Standard Heat Pipes
A heat pipe is an extremely efficient thermal conductor. It can transfer large quantities of heat over a long distance essentially at a constant temperature. It is typically a sealed copper or aluminum tube containing a wick structure on its inner surface and a small amount of working fluid at its saturation state. The fluid absorbs heat and vaporizes at hot spots and condenses and releases heat at cool spots. As the process goes on, heat is transferred from the hot spots to the cool spots.
Because a heat pipe has no moving parts, it is a highly reliable device with demonstrated lifespan of over 20 years. The reliability depends on the manufacturing process and the purity of the materials. At MyHeatSinks, all heat pipes are 100% individually tested to ensure functionalities and reliability.
Wick Structure and Working Fluid
The performance of a heat pipe is mainly determined by its wick structure, which performs 3 primary functions: First, to allow the backflow of the liquid from the condenser section to the evaporator section; Second, to allow the heat transfer between the inner wall and the fluid; Third, to provide room for the fluid to change phase. We currently provide heat pipes with 3 different types of wick structures – the sintered wick, the micro-groove wick and the compound wick. The sintered wick allows high heat flux and wide working angle and is recommended for most electronic applications. Micro-groove wick offers light weight and low cost, but its working angle is limited and often gravity dependent. Compound wick combines the features of both sintered and micro-groove wicks and is preferable in some applications.
The most common working fluids used in heat pipes include water, ammonia, acetone and methanol. In moderate temperature range, water is the ideal working fluid due to its high latent heat and proper boiling point. For low temperature applications, ammonia, acetone and methanol can be used.
|Diameter ØD||4 mm||5 mm||6 mm||8 mm||10 mm|
|Length L||60-600 mm||60-600 mm||60-600 mm||60-600 mm||60-600 mm|
|Length L1||1-3 mm||2-4 mm||3-5 mm||4-7 mm||5-8 mm|
|Length L2||7-9 mm||8-10 mm||9-11 mm||11-13 mm||13-15 mm|
Large Diameter Heat Pipes
The largest diameter we currently make is 12.7 mm (0.5 inch).
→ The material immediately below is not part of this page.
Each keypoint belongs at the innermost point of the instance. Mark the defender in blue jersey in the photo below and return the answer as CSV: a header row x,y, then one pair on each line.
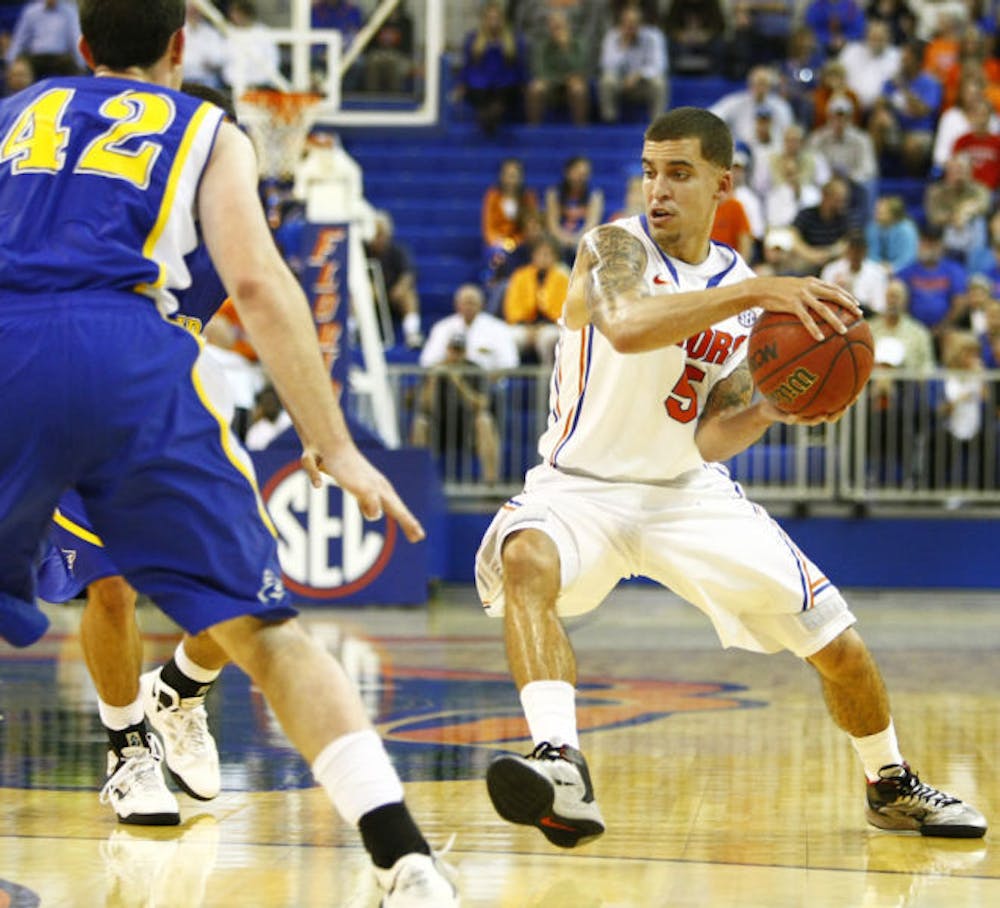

The heat pipes have micro-groove wick and are designed for high-power LED applications and solar systems.
|No.||Test Item||Test Conditions||Sampling Ratio||Purpose|
|1||High Temp. Aging Test||Ambient Temp. 210 C for 12 hr||100%||Leakage check & aging|
|2||Thermal Response Test||Insert 1/3 – ½ length of pipe into 50°C water. The temp of other end shall rise to standard value in 25 seconds.||100%||Vacuum & leakage check|
|3||Qmax Test||Heating Length = 25-35mm, Test temp = 60°C||100%||To measure the max. heat transfer rate|
|4||Rth Thermal Resistance Test||Fix heat transfer rate and measure temp. difference of heat pipes||>1pcs/2hr||To ensure thermal resistance of each pipe be lower than spec|
|5||Accelerated Life Test||140 C for 1000hr. Performance decrease by less than 7%||By case||To predict life of heat pipe at certain operating temp.|
|6||Continuous Life Test||Continuous testing at normal operating conditions||By case||To measure actual life of heat pipe until failure occurs|
|7||Thermal Cycling Test||Temp. varies from -30 C to 120 C in 10hr, 600 cycles||By case||To measure performance variation after thermal cycling|
Our heat pipes are in compliance with the European Union Directive 2002/95/EC on the Restriction of the Use of Certain Hazardous Substances in Electrical and Electronic Equipment (RoHS Directive).
Polybrominated Diphenyl Ethers
Characteristics and Features
High Thermal Conductivity – A heat pipe has much lower thermal resistance and much higher thermal conductivity than any solid conductors such as silver, copper and aluminum, enabling it to transfer heat more efficiently and evenly in several orders. For example, a 6mm diameter heat pipe with sintered wick can transfer up to 120W heat.
Excellent Isothermal Performance – Due to the small pressure drop of saturated vapor from the evaporator section to the condenser section, a heat pipe can maintain almost a constant temperature over its full length.
Reciprocity of Heat Flow Direction – The circulation inside a sintered heat pipe is driven by capillary force, instead of gravity. So either end can be the evaporator section or the condenser section.
Adaptability to Environment – Due to the various wick structures, we can supply heat pipes that are suitable and reliable to meet any environmental challenges.
Surface Treatment – Our heat pipes are treated by an anti-oxidation process. They can also be nickel plated or anodized to increase its weldability or heat radiation capability.